Cervical cancer vaccine in high demand on UF campus

Published: Thursday, February 1, 2007 at 6:01 a.m.
Last Modified: Thursday, February 1, 2007 at 2:09 a.m.
Women have been lining up at the University of Florida Student Health Care Center to get what has become an unexpectedly popular item: the cervical cancer vaccine.
Several health officials felt success would be limited on campus because of the vaccine's high price tag. Instead, it's in high demand.
Almost 300 injections of the vaccine, called Gardasil, have been administered since it was first offered at the beginning of fall, said Jane Cullen, UF's associate director of nursing.
Three doses of the vaccine are administered over a six-month period at a total cost of $450.
Developed by pharmaceutical company Merck, the vaccine prevents the four most common strands of the human papillomavirus, commonly known as HPV.
HPV is a sexually transmitted disease passed on through genital contact.
According to the Centers for Disease Control and Prevention, it can cause cervical cancer and other less common genital cancers in women.
Registered Nurse Specialist Karen Williams said Merck's national advertising campaign has encouraged women to get the vaccine.
"The vaccine has been so popular because the commercials are a bit scary," Williams said. "I think they are doing a good job though because women of all ages and races are going out and getting vaccinated."
The new campaign, called One Less, encourages women who are eligible for the vaccine to begin their vaccination series and also to continue to see their doctor for regular health-care and screening.
Brittany, a UF undergraduate who asked that her last name not be used, said the One Less commercials caught her attention.
"I've had about five friends who have had HPV," Brittany said. "Getting the vaccine just helped get me peace of mind."
Her health insurance, Blue Cross and Blue Shield, covered the cost.

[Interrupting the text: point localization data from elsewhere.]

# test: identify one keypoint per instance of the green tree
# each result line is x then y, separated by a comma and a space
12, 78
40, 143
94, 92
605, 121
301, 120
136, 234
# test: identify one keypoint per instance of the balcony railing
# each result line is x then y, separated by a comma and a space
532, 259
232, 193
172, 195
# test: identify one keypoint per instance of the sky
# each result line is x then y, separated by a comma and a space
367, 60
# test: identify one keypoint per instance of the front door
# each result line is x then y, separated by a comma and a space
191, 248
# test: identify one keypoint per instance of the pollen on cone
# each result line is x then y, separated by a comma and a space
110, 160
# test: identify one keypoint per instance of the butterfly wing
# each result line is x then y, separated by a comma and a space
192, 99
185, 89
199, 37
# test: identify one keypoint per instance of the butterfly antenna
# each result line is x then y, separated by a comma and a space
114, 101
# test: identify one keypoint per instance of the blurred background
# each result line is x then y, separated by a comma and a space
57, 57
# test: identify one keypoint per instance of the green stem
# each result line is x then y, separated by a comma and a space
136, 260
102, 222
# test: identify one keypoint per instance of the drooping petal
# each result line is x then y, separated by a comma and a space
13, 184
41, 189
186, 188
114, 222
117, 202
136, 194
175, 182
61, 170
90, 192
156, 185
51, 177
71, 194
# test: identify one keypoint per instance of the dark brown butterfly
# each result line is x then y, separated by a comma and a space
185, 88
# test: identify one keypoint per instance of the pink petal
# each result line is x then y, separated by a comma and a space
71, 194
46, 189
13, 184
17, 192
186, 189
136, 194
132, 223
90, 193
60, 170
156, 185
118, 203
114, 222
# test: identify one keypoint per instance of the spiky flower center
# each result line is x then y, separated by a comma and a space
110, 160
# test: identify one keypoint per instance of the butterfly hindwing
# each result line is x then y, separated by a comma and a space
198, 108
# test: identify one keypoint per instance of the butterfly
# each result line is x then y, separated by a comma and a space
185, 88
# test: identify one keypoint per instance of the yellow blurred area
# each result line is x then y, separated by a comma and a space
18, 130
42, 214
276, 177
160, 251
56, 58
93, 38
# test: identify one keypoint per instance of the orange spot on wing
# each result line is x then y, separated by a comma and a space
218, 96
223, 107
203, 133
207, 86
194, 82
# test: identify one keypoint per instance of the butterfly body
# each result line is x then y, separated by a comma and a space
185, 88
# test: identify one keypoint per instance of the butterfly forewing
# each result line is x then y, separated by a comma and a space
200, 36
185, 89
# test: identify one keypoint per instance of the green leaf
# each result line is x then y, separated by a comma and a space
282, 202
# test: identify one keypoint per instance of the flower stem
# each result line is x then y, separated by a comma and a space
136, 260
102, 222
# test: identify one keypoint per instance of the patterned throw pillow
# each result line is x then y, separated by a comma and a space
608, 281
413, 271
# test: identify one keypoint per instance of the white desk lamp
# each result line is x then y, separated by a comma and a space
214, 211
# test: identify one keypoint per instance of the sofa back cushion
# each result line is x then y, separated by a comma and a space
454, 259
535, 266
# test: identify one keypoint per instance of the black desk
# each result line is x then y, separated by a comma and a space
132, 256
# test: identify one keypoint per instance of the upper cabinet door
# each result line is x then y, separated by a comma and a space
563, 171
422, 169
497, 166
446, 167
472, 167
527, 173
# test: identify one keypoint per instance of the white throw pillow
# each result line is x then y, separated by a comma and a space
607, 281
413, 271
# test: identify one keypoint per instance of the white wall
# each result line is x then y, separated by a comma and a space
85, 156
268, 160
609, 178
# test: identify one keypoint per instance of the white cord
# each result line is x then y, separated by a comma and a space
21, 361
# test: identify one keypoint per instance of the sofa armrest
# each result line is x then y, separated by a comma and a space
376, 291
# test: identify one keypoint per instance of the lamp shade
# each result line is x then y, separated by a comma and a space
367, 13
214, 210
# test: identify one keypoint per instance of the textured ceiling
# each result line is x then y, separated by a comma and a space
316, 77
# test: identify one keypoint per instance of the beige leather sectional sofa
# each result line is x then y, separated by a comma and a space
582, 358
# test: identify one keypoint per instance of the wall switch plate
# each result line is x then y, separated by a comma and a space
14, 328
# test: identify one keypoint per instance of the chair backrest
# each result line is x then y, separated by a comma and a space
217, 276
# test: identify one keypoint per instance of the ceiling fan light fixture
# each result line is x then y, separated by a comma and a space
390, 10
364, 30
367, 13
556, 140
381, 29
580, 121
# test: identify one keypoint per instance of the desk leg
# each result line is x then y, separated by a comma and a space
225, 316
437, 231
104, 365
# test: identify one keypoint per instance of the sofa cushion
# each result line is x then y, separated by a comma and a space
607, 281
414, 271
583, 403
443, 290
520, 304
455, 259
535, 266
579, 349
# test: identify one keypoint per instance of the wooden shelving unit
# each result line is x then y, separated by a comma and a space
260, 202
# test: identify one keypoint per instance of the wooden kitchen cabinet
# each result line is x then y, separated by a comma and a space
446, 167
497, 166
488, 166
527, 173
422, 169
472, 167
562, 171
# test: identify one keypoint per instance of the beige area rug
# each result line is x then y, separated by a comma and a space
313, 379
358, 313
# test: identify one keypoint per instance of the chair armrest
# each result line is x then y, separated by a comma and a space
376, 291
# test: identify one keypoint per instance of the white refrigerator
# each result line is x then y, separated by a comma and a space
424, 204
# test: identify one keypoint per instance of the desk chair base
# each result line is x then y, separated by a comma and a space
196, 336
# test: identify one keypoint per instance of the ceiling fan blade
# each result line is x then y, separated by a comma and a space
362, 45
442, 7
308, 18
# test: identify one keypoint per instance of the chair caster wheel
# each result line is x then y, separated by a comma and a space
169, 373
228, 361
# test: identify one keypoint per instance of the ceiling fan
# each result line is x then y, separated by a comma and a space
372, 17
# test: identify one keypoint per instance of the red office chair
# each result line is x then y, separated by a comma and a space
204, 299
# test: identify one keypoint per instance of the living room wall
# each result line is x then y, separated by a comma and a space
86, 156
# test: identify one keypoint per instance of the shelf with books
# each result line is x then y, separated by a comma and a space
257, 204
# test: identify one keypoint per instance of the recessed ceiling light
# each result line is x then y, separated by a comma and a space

According to the disease-control center, insurance companies are moving to include, or have already included, the treatment in their coverage because the vaccine costs less than treating cervical cancer and HPV.
Students still have to pay full price at the UF clinic, Williams said.
However, the clinic has strongly promoted the vaccine on campus.
"When we were deciding to offer Gardasil, we thought it was important to promote it just like we promote the flu shot," she said.
Parents are also promoting the vaccine to their daughters, she said.
The clinic is constantly receiving calls from moms who want to know if the vaccine is being administered.
Carly Greene, a 19-year-old undergraduate, began the HPV series about a month ago along with her two sisters.
"My mom basically said, 'I'm going to take you all in to get vaccinated,'" Greene said. "And she did."
It's expected that the number of students getting the vaccine will continue to increase, Williams said.
"With time, I think this vaccine will become a routine immunization," she said.